Movember, an internationally recognized moustache growing charity, presents their annual challenge event this month.
The organization started in 2003 as a moustache growing contest between 30 men in Melbourne, Australia. Lisa Potter, director of communications for the charity, said the men were shocked by the number of responses to their moustaches.
Daniel Gossett, art junior, said to never underestimate the power of the ‘stache.
The name “Movember” is a hybrid between the Australian slang word “mo” for a moustache and November.
Potter said the men realized moustaches could be an icebreaker for conversations about men’s health issues, such as prostate and testicular cancer.
In 2004, Movember began raising funds for prostate cancer research in Australia. Prostate cancer research has become the organization’s main cause.
Adam Garone, Movember CEO and co-founder, was inspired by the breast cancer movement.
Potter said women are more open to talking about health issues than men. She said prostate cancer is an under-represented cancer.
Movember has grown to include official campaigns in Canada, Finland, Ireland, the Netherlands, New Zealand, South Africa, Spain, the U.K. and the U.S. The Mogrowing campaign came across the ocean to the United States in 2007.
The popularity of Movember has inspired other annual facial hair growing contests nationwide, such as No Shave November.
Potter said the organization is not related to No Shave November.
Unlike Movember, No Shave November does not raise funds for testicular and prostate cancer research and allows participants to grow facial hair other than moustaches.
Gossett said he is participating in No Shave November this year. He heard about the contest as a freshman at Texas State.
Josh Draper, theatre senior, heard about No Shave November his freshman year at Texas State. He has participated in No Shave November for four years.
Draper said he was excited to grow facial hair in college because he could not in high school. He said facial hair was a violation of the dress code.
Gossett said he has reasons for never having participated in No Shave November. He said he did not have enough facial hair as a freshman at Texas State. He said he could not grow facial hair last year because of his job at a movie theater in El Paso.
The Gossett lineage, however, is a hairy one. Gossett said he has only seen his father without facial hair in photos.
The face of the Zig-Zag brand cigarette rolling papers inspired Gossett to begin re-growing his facial hair in September.

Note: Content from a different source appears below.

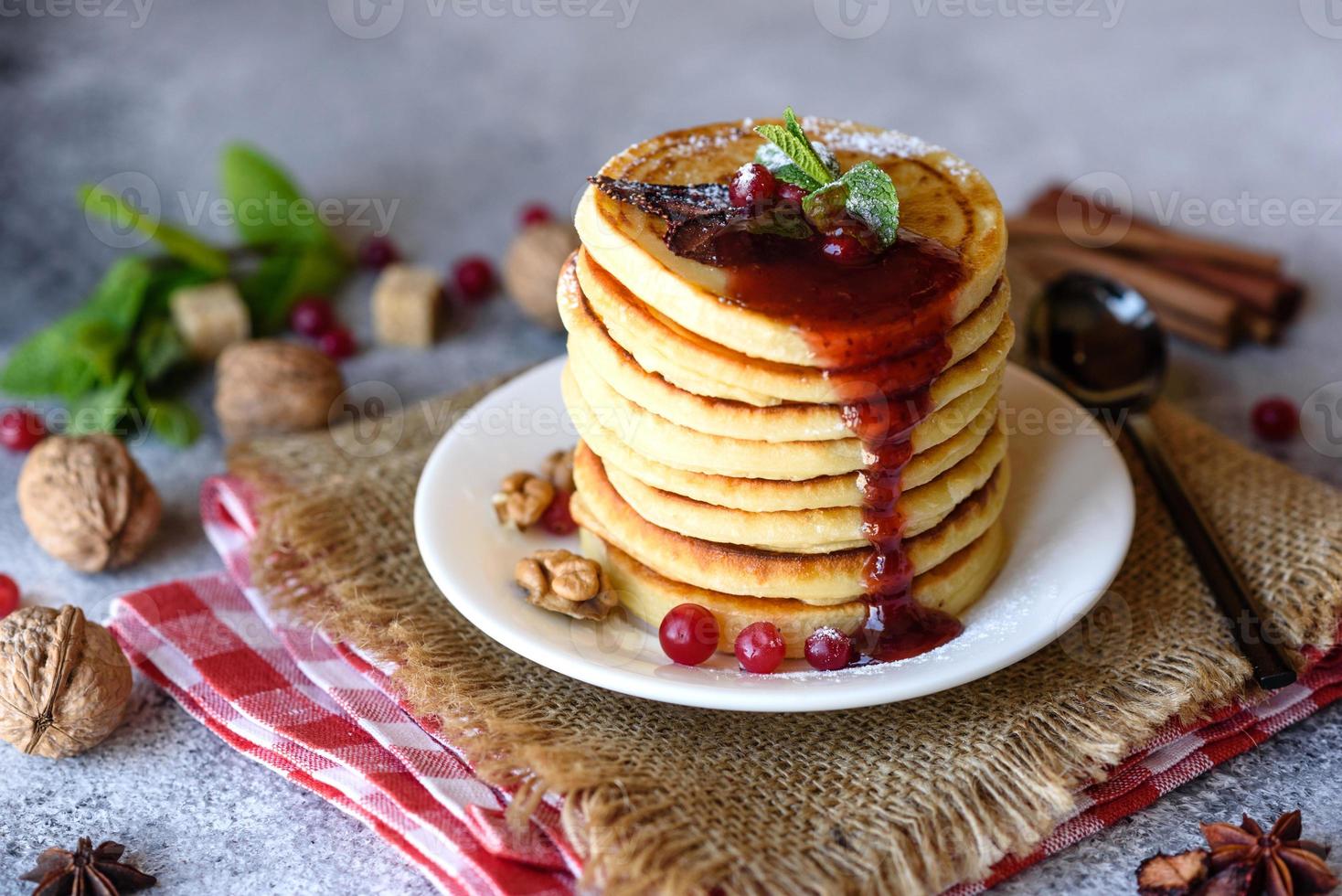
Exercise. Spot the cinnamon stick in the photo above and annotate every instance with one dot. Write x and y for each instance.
(1184, 307)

He said he was the “Zig-Zag Man” for Halloween.
Gossett said he will not continue to grow his facial hair next month. He will only trim and maintain his beard.

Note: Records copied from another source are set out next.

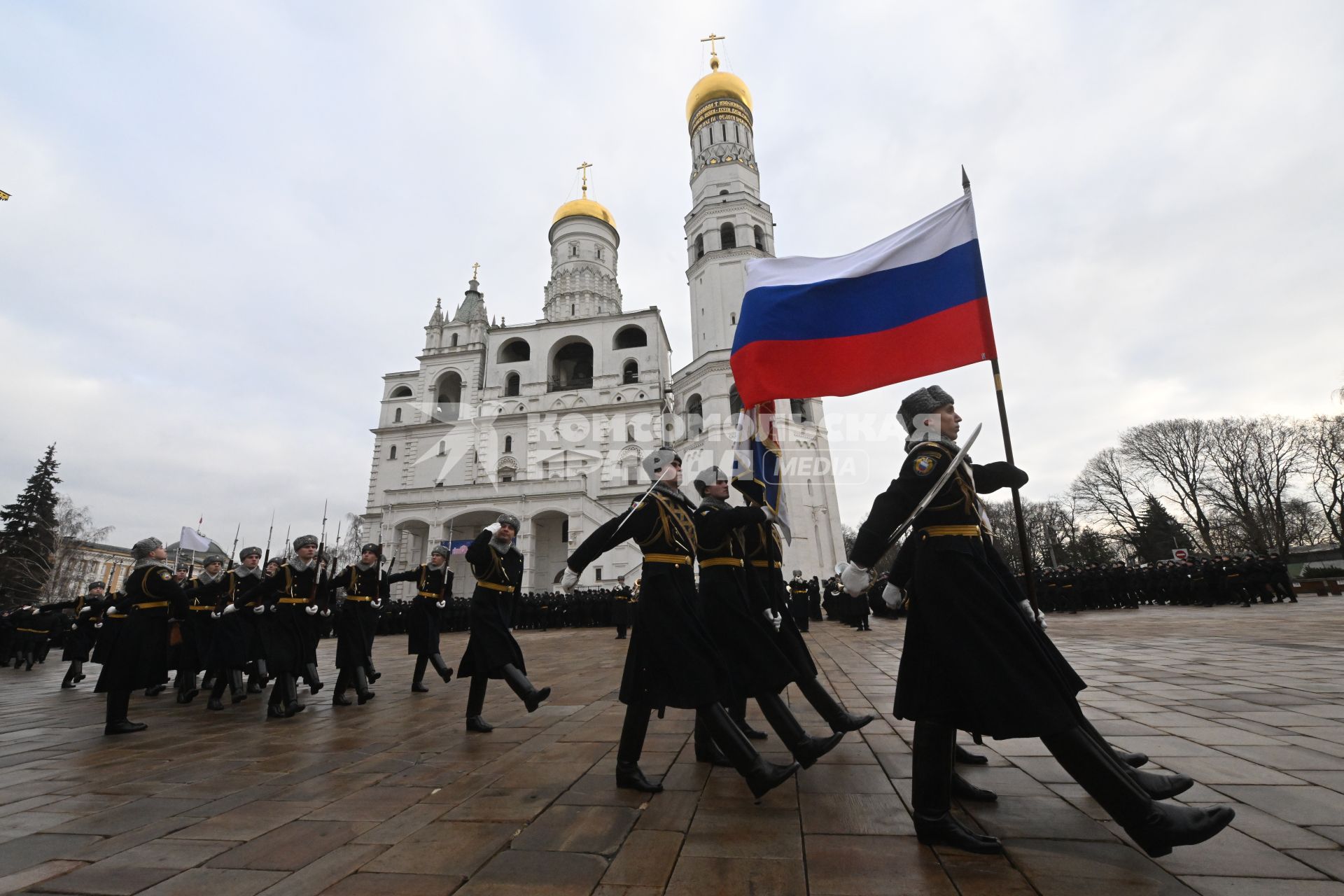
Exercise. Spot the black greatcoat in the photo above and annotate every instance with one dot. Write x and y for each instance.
(745, 640)
(499, 580)
(137, 654)
(765, 580)
(358, 620)
(671, 660)
(422, 617)
(286, 628)
(972, 659)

Draper said his “dirty blonde” curly beard has attracted unspoken head nods from fellow No Shave November participants.
“The conversation usually starts with, ‘How long have you been going?’ or, ‘Mine’s bigger,’” Draper said.
Draper said he will continue to grow his facial hair for the holidays.

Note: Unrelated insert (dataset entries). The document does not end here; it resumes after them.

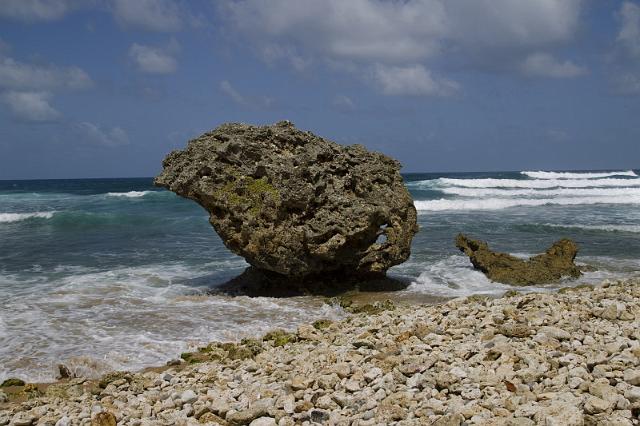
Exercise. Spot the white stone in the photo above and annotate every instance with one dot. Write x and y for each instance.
(263, 421)
(188, 397)
(372, 374)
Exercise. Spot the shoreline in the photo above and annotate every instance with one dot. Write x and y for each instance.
(562, 357)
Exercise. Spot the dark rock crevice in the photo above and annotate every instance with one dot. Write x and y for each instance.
(557, 262)
(295, 204)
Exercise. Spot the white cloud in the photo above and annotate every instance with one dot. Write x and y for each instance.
(410, 35)
(625, 75)
(344, 103)
(36, 10)
(413, 80)
(155, 60)
(228, 90)
(27, 88)
(31, 106)
(545, 65)
(110, 137)
(508, 25)
(238, 98)
(18, 75)
(153, 15)
(356, 29)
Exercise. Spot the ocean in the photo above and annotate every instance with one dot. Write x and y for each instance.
(103, 274)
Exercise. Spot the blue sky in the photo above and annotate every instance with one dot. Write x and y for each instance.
(106, 88)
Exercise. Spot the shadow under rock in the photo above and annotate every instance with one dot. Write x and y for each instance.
(254, 282)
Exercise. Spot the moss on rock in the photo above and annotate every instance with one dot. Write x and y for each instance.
(12, 382)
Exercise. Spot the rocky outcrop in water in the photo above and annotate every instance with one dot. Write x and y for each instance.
(295, 204)
(555, 263)
(569, 358)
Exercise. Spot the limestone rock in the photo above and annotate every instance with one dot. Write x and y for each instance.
(295, 204)
(555, 263)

Potter said Movember is the world’s largest non-government funder of prostate cancer research and has raised $174 million for prostate and testicular cancer research to date. In the U.S., the organization has partnered with the Prostate Cancer Foundation and the Livestrong Lance Armstrong Foundation in Austin.
According to the official Livestrong website, the organization began in 1997 by cyclist Lance Armstrong to improve the lives of people affected by cancer.
At age 25, Armstrong was diagnosed with testicular cancer. Potter said testicular cancer is the most common form of cancer in men aged 18 to 35. Potter said Movember’s main message is to urge men of all ages to receive annual health checkups.
Potter said the rules of the Movember contest are simple. Participants start clean-shaven and begin growing their moustache Nov. 1. Participants will ask for monetary moustache sponsors throughout the month.
Potter said people can still register to participate in this year’s Movember on the organization’s website.
“Some men can grow a pretty rocking moustache in just three days,” Potter said. “The moustache becomes your hairy ribbon for having people say, ‘What in the world is on your face?’”
In total, more than one million Mo Bros, the men who support Movember, and Mo Sistas, the women who support the Mo Bros, have registered for the annual event.
More than 100,00 people in the U.S. alone have registered to participate in Movember this year in support of prostate and testicular cancer awareness and research.
Participants will receive a “party in a box” from the organization at the end of Movember to celebrate the month’s achievements.